Creating secure learning environments for all

The pandemic’s disruption has left students feeling uncertain for their futures. Schools were forced to close doors for the most part of a year, and home-schooling and virtual classes replaced physical contact hours. The hopes of university for thousands rested on the decision of an algorithm until a last minute U-turn. Technology has been key to helping schools maintain some semblance of normality over the past year. However, even educational institutions have not been able to escape the risks of cyber-attacks in the new landscape.
Successful ransomware attacks do not come cheap. The average data breach costs over £3 million, and won’t just affect institutions financially but also hinder their reputations. Maintaining productivity levels in the virtual world was the priority as disruptions continued. The new learning environments had to be as close to what they were in the physical classroom. But as breaches continue to affect schools, IT leaders need to understand the risk and ensure appropriate actions is taken to secure data.
The threat is real
The education sector is facing a wave of cybercrime as hackers look to harvest sensitive data for financial gain. March saw the fourth cyber-attack of its kind on the Harris Federation, which led to emails and devices that had been given to students being temporarily disabled. In another similar attack in the US, hackers demanded $15m from an institution, proving just how ruthless they can be. Not only this, but recent government findings found nearly a quarter (24%) of secondary schools had faced at least three breaches over the last 12 months.
The impact of these attacks can be considerable, with a third of institutions having experienced a loss of control, money or data as a result. Not only this, but cyber-attacks are a severe drain on resources, owing to the significant amount of recovery time needed to re-enable critical services. Recent incidents affecting the sector, for example, have led to the loss of student coursework, school financial records, as well as data relating to COVID-19 testing. Clearly, the consequences of these attacks could be severe not only for the establishments that fall victim, but for any students and faculty affected.

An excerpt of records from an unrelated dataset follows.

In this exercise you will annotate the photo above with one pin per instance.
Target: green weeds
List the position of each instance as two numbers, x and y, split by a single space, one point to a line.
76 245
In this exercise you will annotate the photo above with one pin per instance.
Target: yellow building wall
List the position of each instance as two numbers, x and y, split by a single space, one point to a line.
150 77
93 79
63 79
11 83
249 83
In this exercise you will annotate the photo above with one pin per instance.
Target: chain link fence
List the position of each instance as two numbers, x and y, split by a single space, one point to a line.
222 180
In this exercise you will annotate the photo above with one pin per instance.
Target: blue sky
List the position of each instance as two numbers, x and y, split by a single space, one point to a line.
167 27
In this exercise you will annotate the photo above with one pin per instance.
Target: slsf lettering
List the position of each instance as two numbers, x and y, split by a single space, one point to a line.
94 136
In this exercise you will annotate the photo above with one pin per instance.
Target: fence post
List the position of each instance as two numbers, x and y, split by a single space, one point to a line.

Complacency increases risks
All too often, the origin of a breach can be traced back to simple slip-ups in online security posture. Over the past year, we’ve seen a rise in phishing emails where recipients are encouraged to open malicious files or links containing ransomware. Here, it’s up to the CIOs, CISOs and IT teams at educational institutions to provide students and staff with guidance around the tell-tale signs that constitute a likely breach attempt.
With the NCSC recently revealing millions were using their pets’ names as their password, it will come as little surprise that hackers are also regularly exploiting weak passwords. Personal information like this is often readily available on social media, where cybercriminals can find the details most commonly used in passwords and employ trial and error techniques to gain access to a user’s account.

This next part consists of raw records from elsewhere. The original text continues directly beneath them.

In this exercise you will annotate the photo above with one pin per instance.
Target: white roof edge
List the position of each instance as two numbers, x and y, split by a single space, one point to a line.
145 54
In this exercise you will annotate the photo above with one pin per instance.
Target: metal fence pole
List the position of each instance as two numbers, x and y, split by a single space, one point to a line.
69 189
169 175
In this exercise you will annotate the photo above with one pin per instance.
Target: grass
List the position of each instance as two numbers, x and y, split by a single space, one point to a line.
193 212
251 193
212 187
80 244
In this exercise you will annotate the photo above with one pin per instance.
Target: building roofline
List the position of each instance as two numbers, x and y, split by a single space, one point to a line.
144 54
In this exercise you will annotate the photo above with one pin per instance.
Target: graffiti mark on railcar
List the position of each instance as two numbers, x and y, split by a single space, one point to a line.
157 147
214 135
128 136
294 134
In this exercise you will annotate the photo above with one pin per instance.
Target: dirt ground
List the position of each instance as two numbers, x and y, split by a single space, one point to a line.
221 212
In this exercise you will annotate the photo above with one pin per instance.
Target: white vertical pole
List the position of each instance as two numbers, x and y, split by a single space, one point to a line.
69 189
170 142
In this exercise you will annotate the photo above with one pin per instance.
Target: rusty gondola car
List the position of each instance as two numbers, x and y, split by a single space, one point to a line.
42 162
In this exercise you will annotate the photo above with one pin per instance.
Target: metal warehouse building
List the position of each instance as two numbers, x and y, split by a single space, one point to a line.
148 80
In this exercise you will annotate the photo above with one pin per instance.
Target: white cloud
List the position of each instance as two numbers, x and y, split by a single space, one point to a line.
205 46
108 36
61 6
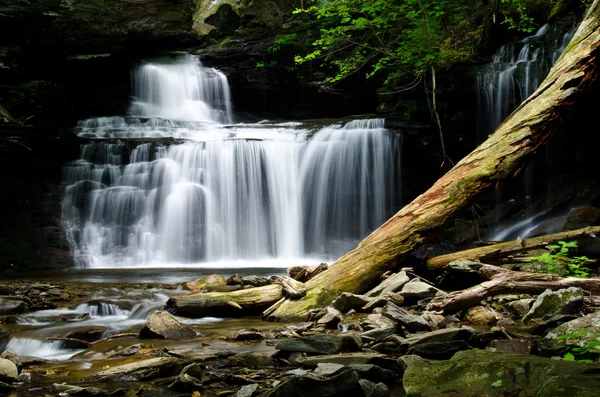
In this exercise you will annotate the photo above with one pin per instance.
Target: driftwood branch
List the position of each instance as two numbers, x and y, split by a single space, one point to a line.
502 281
91 343
502 252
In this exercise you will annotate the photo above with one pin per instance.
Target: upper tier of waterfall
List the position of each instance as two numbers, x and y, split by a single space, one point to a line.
235 192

Elsewhere, IT teams continue to be plagued by simple, yet avoidable security mistakes like password reuse. Our recent research revealed the average person uses the same password across four accounts in their personal and academic lives – while we’ve all grown accustomed to hearing news of data breaches, people fail to understand how easily their details could end up for sale on the dark web. This level of complacency not only puts the guilty offender’s details at risk, but could also have knock-on effects to others whose details are stored on exposed databases.

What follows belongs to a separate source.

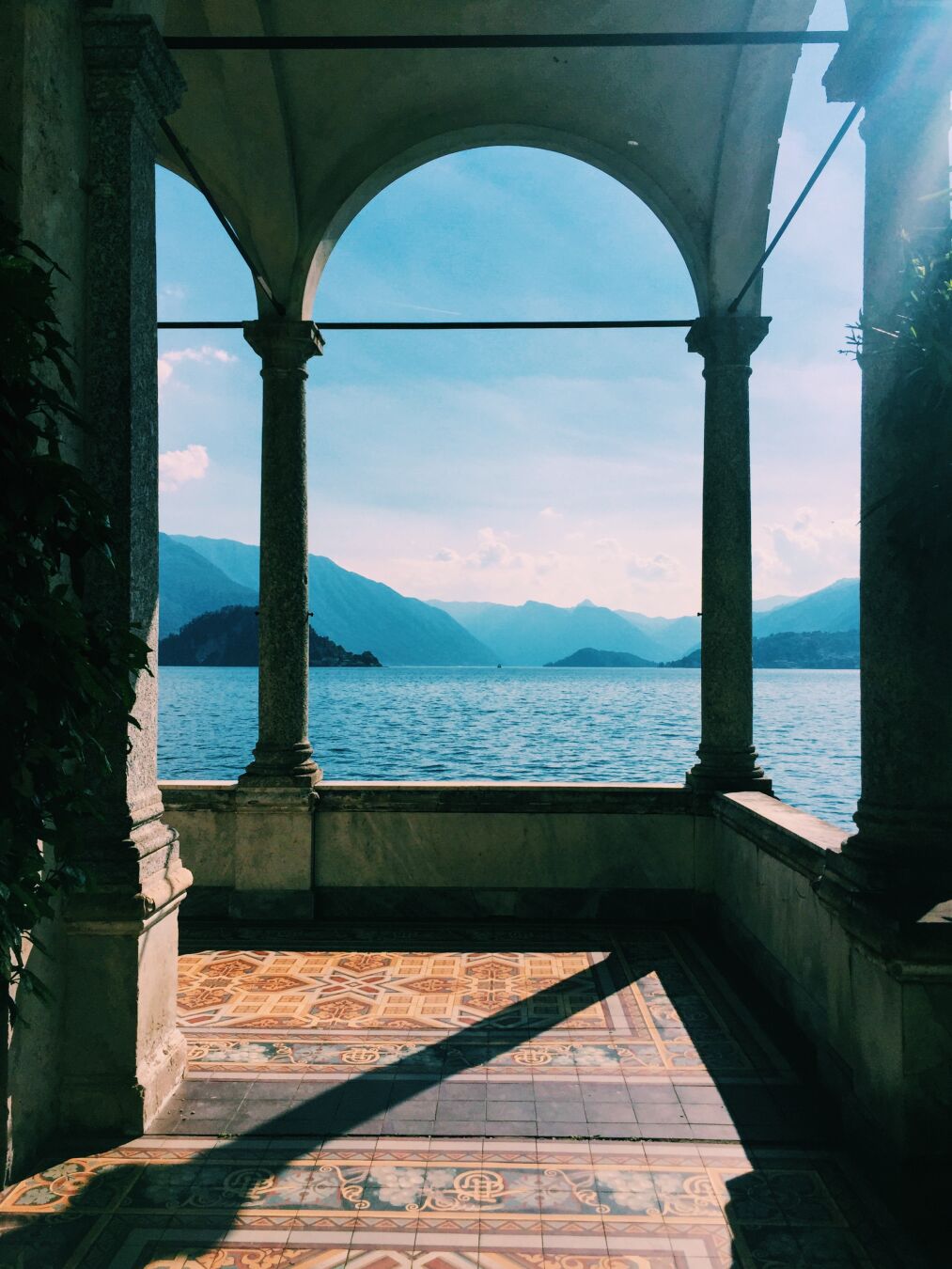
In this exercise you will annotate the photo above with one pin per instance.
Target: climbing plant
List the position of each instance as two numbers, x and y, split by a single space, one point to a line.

Securing the next cohort of virtual learners
Security is often hindered by human slip-ups. Over half (52%) of us have admitted that we’d forget our passwords if they weren’t written down, but IT teams cannot afford this risk to sensitive data. Technology is on hand to reduce password friction and limit the chances of student and faculty records falling into the wrong hands.
Enterprise password managers, for example, can store an unlimited number of log-in details in an encrypted, secure vault and remove the need to write down passwords or rely on autofill. When teams undergo structural changes, password managers can simply share and manage access securely. Single sign on (SSO) and multifactor authentication (MFA) also provides added layers of security and allows staff to seamlessly login. 
The pandemic has meant institutions are more at risk to online security threats than ever before, and IT teams need to be in control at all times. With security hygiene under the spotlight, password management solutions can help relieve stresses of overburdened IT teams and bring peace of mind that their institution’s data remains secure. Solid cybersecurity defences will mean classes can continue as usual without the fear of being affected, providing a productive learning environment for students. IT departments, students and faculty must work as teams to improve security awareness, and ultimately secure the next cohort of virtual learners.